"Go away!" she would cry, stamping her foot energetically. "Rhoda is a good child."
The Things and the Bear all grunted with the same voice as they retreated in discontent to their lairs; but I was not critical. It was enough for me that they went, if only for a time. Always I remembered that Lily-Ann could summon them at will, and her importance grew greater day by day.
There were hours, however, when I escaped into the safety of my mother's room. I was not too small to understand the delights of that cheerful room,—the glittering objects on the dressing-table, the deep bureau drawers filled with wonders much too dainty for a child to touch. There were keepsakes, also, mementos of my mother's childhood and youth; prize books in foreign tongues, won at school and laid away in tissue paper; bits of costly lace, and many little worthless, well-beloved possessions. In the closet there was a box on an upper shelf. Quite an ordinary box it was on the outside, made of pasteboard and tied with bands of yellow ribbon which had once been white. My mother lifted the cover one day, and showed me what was inside. It was the most wonderful thing, and it had come off her wedding-cake. There was a white platform surrounded with a wreath of white roses and leaves, and in the center of the platform there stood under a wreathed arch two little dolls, arm in arm.

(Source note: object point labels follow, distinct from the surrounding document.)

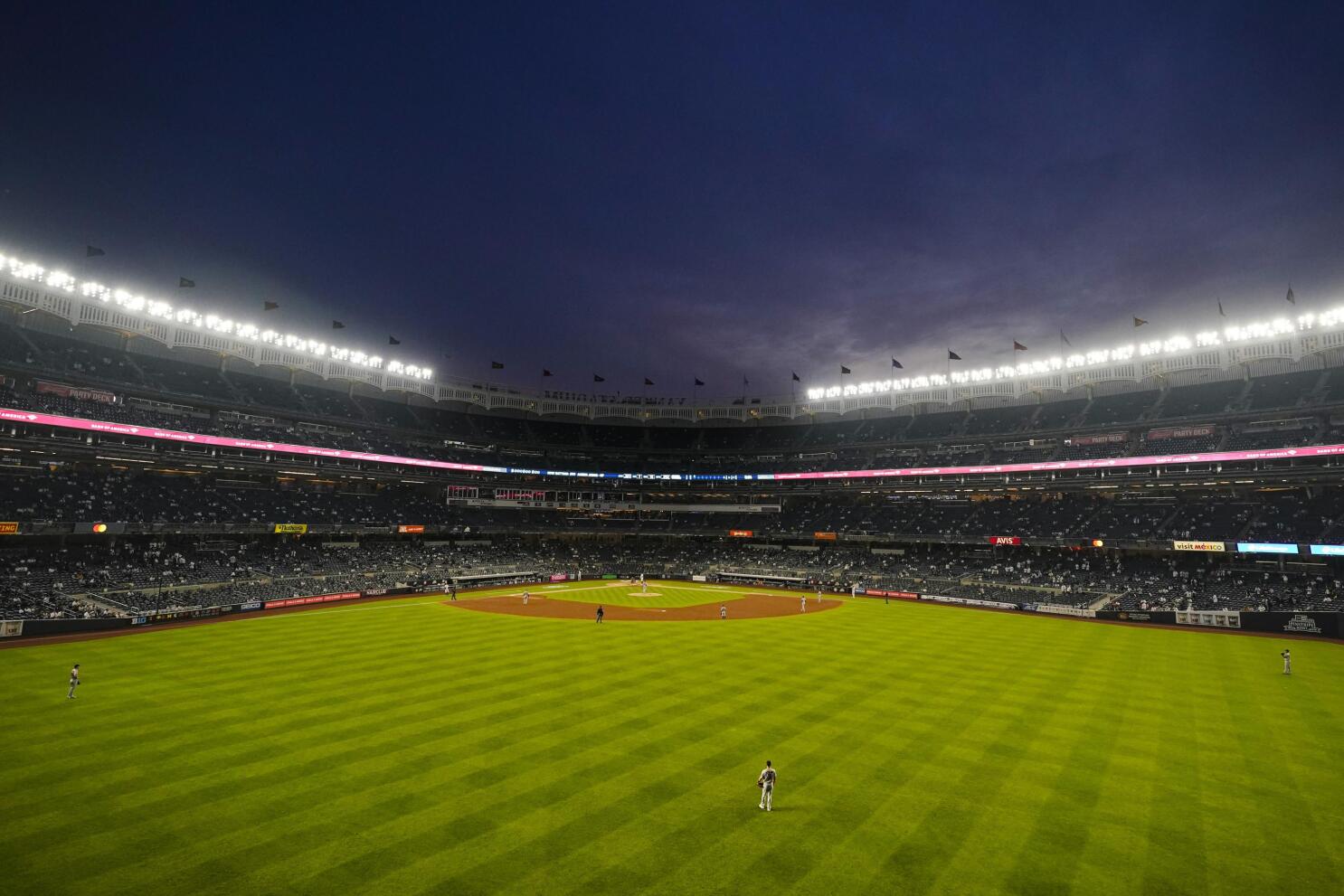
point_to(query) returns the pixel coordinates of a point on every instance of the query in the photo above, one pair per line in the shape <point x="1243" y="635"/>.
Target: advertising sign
<point x="1180" y="433"/>
<point x="1065" y="610"/>
<point x="1213" y="618"/>
<point x="879" y="592"/>
<point x="316" y="598"/>
<point x="1265" y="547"/>
<point x="975" y="602"/>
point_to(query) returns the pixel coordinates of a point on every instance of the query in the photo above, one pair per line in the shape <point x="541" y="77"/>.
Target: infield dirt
<point x="749" y="606"/>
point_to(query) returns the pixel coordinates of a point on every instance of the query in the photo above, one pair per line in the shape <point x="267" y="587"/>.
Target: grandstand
<point x="152" y="456"/>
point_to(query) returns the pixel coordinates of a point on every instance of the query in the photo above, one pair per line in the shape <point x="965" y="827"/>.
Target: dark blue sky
<point x="683" y="190"/>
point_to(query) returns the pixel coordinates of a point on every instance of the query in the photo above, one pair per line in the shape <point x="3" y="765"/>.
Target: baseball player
<point x="766" y="783"/>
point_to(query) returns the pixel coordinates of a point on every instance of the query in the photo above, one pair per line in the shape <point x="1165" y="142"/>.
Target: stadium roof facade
<point x="1302" y="342"/>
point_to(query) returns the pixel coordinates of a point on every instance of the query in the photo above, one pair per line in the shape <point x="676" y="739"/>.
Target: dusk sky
<point x="671" y="191"/>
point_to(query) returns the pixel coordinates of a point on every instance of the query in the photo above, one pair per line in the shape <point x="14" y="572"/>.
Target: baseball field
<point x="421" y="747"/>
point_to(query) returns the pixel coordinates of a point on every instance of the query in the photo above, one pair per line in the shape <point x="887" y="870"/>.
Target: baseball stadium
<point x="345" y="625"/>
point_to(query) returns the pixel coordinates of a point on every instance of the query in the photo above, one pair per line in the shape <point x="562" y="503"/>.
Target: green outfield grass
<point x="412" y="747"/>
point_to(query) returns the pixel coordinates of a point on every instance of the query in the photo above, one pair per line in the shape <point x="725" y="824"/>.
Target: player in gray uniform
<point x="766" y="783"/>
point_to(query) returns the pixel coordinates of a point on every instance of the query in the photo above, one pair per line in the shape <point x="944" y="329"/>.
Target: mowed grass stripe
<point x="886" y="718"/>
<point x="597" y="732"/>
<point x="323" y="738"/>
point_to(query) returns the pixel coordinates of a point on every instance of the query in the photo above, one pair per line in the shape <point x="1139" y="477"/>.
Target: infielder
<point x="766" y="783"/>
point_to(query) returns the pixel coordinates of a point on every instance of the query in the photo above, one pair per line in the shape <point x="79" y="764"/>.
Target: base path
<point x="749" y="606"/>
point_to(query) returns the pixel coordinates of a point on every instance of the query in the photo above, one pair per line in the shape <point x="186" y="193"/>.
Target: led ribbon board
<point x="308" y="450"/>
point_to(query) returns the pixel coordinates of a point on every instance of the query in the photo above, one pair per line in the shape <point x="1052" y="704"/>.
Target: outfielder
<point x="766" y="783"/>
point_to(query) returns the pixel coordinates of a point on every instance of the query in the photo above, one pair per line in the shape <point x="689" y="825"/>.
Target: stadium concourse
<point x="143" y="480"/>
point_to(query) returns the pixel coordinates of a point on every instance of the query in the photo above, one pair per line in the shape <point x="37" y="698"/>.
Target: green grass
<point x="415" y="749"/>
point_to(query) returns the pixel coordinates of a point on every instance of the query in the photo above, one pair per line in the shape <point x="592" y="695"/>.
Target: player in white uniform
<point x="766" y="783"/>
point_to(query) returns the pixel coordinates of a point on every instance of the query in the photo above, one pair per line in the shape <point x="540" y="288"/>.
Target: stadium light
<point x="1176" y="344"/>
<point x="159" y="309"/>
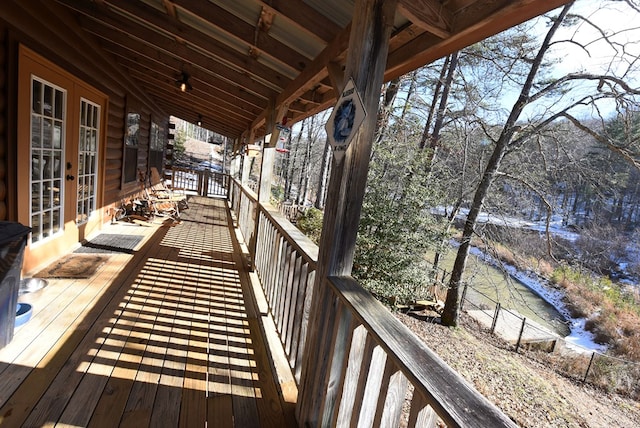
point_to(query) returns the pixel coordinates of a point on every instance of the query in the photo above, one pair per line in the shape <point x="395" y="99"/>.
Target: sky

"They are going to be married," my mother said. "They came off the top of my cake when I was married."
"Oh, isn't it too sweet for anything!" I cried, in an ecstasy. "But, mother, why does the lady doll wear a veil?"
"All brides do. You shall, too, some day."
"Shall I?" I questioned, doubtfully. "But, mother, dear, suppose I should grow up, and never get married, won't you give me these little dolls to play with?"
"If that should happen I suppose I must," my mother said, with a laugh, and tied the box up tightly again, and put it back on the upper shelf.